Tutti DOGE coi soldi degli altri. Trump, Musk e il requiem della democrazia americana

Daniele Venanzi
06/06/2025
Interessi

Parafrasando Troisi, “sembrava amore… invece era un rent seeker. Un altro, l’ennesimo “bandito stanziale” – nel senso politico, per carità, come inteso da Bastiat e Pareto – alla corte della Casa Bianca. Tutti DOGE coi soldi degli altri, che poi sono sempre quelli dei contribuenti, a Washington così come a Bruxelles e in ogni altro leviatanico centro di potere. È il gioco a somma negativa di una democrazia consunta, segnata da rigidità sociali, deficit da capogiro e sostanziale stagnazione: la ricetta dell’inesorabile declino di un sistema politico dominato da portatori di interessi che non mirano tanto ad arricchirsi, quanto a farlo a spese della collettività.

Tutti DOGE coi soldi degli alti

Partono incendiari e si scoprono lobbisti, attori della “grande finzione attraverso la quale tutti cercano di vivere alle spalle di tutti gli altri”, riprendendo le parole di Bastiat sull’essenza del big government. Elon Musk avrebbe voluto metterlo a dieta, lo Stato spendaccione, ma solo per gli altri, celandosi anche lui dietro la maschera ipocrita di un ambientalismo di comodo, secondo cui alcuni incentivi pubblici – quelli alle sue aziende, guarda caso – sarebbero più etici di altri.
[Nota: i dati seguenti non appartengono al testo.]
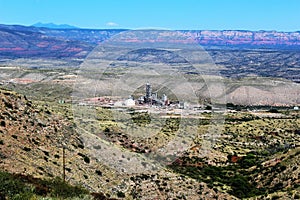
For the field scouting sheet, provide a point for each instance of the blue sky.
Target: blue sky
(280, 15)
Credeva di essere il magnate più influente d’America, sognava di diventare un Presidente non eletto; si è risvegliato estromesso da interessi che contano più dei suoi: quelli delle petrolifere, che giocano a questo gioco a somma negativa, di “benefici concentrati in poche mani e perdite diffuse”, per recitare il mantra di Mancur Olson, da secoli prima che Elon venisse concepito.

Gli incentivi vanno aboliti… se a prenderli non sono io

Che volino gli stracci, allora, e si invochi l’impeachment di cui pregustiamo già la serie Netflix, perché è questo il giusto e ovvio epilogo di una delle pagine più raccapriccianti della storia recente dell’intera civiltà occidentale. Ogni nazione ha la sua autobiografia; Piero Gobetti sosteneva che quella italiana consistesse nel Ventennio fascista. Vorremmo, con tutto il cuore, credere ancora che quella americana si rinvenisse nei principi che ispirarono George Washington e Thomas Jefferson, nel Boston Tea Party o nel mito della “città sulla collina” che ha illuminato la presidenza Reagan. I fatti, tuttavia, non si prestano a interpretazioni benevole. Attendiamo nuovi e orripilanti sviluppi, con un quesito che ci toglie il sonno: ma Jeffrey Epstein lo hanno suicidato?